As the song “It’s My Life,” by Talk Talk, played over the restaurant’s speakers, Bruce and Jane looked around and were amazed.
“Boy, I would give anything to have been a teenager during the 80’s! I hear my parents talk and say what a cool decade the 80’s were!” Bruce said.
“But if you had been, you’d be in your 50’s now,” Jane said.
“I’ll bet my mom would feel old as dirt coming in here. She was born in ’85. That’s almost 40 years ago,” Jane said, “I can’t imagine being that old.”
“My dad keeps warning me, ‘Son, you’re only young once. Enjoy it. Because tomorrow, you’ll be 50 and wonder where all the time went. He says it creeps up on you.”
“Yeah, Grandma B says the same thing.”
They took their seats at one of the booths and a thirty something waitress seated them and handed them their menus.
“I’ll give you a minute to look over the menu and return when you’re ready to order,” the waitress said kindly.
When the waitress returned for their orders, Bruce looked up.
“I’d like the Big Gnarly Cheeseburger and fries with a cherry 7up,” he told her.
“And I’d like a Mega Cheese Coney with a Coke,” Jane said.
The waitress jotted down their orders in her pad, then took their menus.
“Alright, we’ll have your orders out in about 20 minutes,” the waitress kindly assured.
Bruce then took Jane’s hand and gazed into her eyes.
“I heard about the knife fight. I don’t blame you for not coming back to Thomasville High, but we miss you, Jane. Me, Roxie, Andy, Brenda, and so many others. We really miss you. I just want you to know that,” he said softly.
“Yeah. I know,” Jane said, “But I’ve got to look out for me, and it isn’t safe there for me. Thomasville High is a very toxic place. It’s a very dangerous place for me.”
“I know. I don’t blame you, babe,” Bruce assured her as he reached across the table and gently brushed a stray strand of blond hair out of Jane’s face, “I’m going to talk to my father and see if he can’t transfer me to Pathways Home School too. Chicken Chandler, Breanna Lindsay and that bunch there. They’re giving me, Roxie, and rest of us a hard time. And the sheriff paid me a visit over the fight in the park. Says he’s going to be watching me like a hawk from now on.”

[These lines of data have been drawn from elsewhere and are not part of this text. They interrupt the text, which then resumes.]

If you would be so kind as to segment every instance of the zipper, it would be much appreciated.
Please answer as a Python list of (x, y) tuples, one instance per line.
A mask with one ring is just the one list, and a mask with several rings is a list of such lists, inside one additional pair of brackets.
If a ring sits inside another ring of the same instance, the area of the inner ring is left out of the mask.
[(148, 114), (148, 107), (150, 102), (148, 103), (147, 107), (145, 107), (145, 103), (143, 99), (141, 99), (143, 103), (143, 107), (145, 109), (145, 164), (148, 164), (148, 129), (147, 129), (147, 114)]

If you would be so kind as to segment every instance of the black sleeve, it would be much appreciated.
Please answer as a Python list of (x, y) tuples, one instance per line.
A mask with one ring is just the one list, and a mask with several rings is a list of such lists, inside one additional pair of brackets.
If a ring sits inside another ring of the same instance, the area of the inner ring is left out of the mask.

“I hope your father agrees to home school you, Bruce. Thomasville High blows and you don’t need to stay there.”
“Another thing that concerns me is that Breanna, Audrey, and the rest of those ditzy broads are going around trying to get information that’s none of their business-they’re asking a lot of questions about you and your mom. Word’s gotten around about your mom homeschooling you and now, they want to know where you live and where you hang out. Those dip wads just won’t let go. They’re like dogs with a bone.”
“I guess they just don’t have a life, do they?”

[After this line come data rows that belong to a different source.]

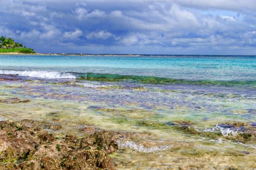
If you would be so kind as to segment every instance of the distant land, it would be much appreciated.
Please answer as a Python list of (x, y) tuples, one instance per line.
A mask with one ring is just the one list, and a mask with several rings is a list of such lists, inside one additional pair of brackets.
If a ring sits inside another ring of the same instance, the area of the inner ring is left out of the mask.
[(23, 44), (14, 41), (10, 37), (5, 38), (3, 36), (0, 37), (0, 53), (35, 53), (34, 50), (26, 48)]

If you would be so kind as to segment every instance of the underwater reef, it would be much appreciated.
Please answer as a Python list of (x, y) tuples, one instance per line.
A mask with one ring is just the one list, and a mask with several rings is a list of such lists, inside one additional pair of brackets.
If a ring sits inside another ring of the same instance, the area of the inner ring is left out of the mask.
[(114, 169), (108, 154), (117, 134), (96, 132), (59, 139), (31, 120), (0, 121), (0, 170)]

“Well, enough about them,” Jane said, “I wanna talk about you and your car. And what you’ve been doing with yourself for the past few days.”
Bruce leaned in closer.
“Thinking about you. That’s what I’ve been doing the past few days. Being anxious to come see you and spend time with you. And when they finished my car today, your house was the first place I drove, to” he said softly.
Jane gazed into Bruce’s eyes as she smiled and reached over to pluck a piece of lint off Bruce’s shirt collar.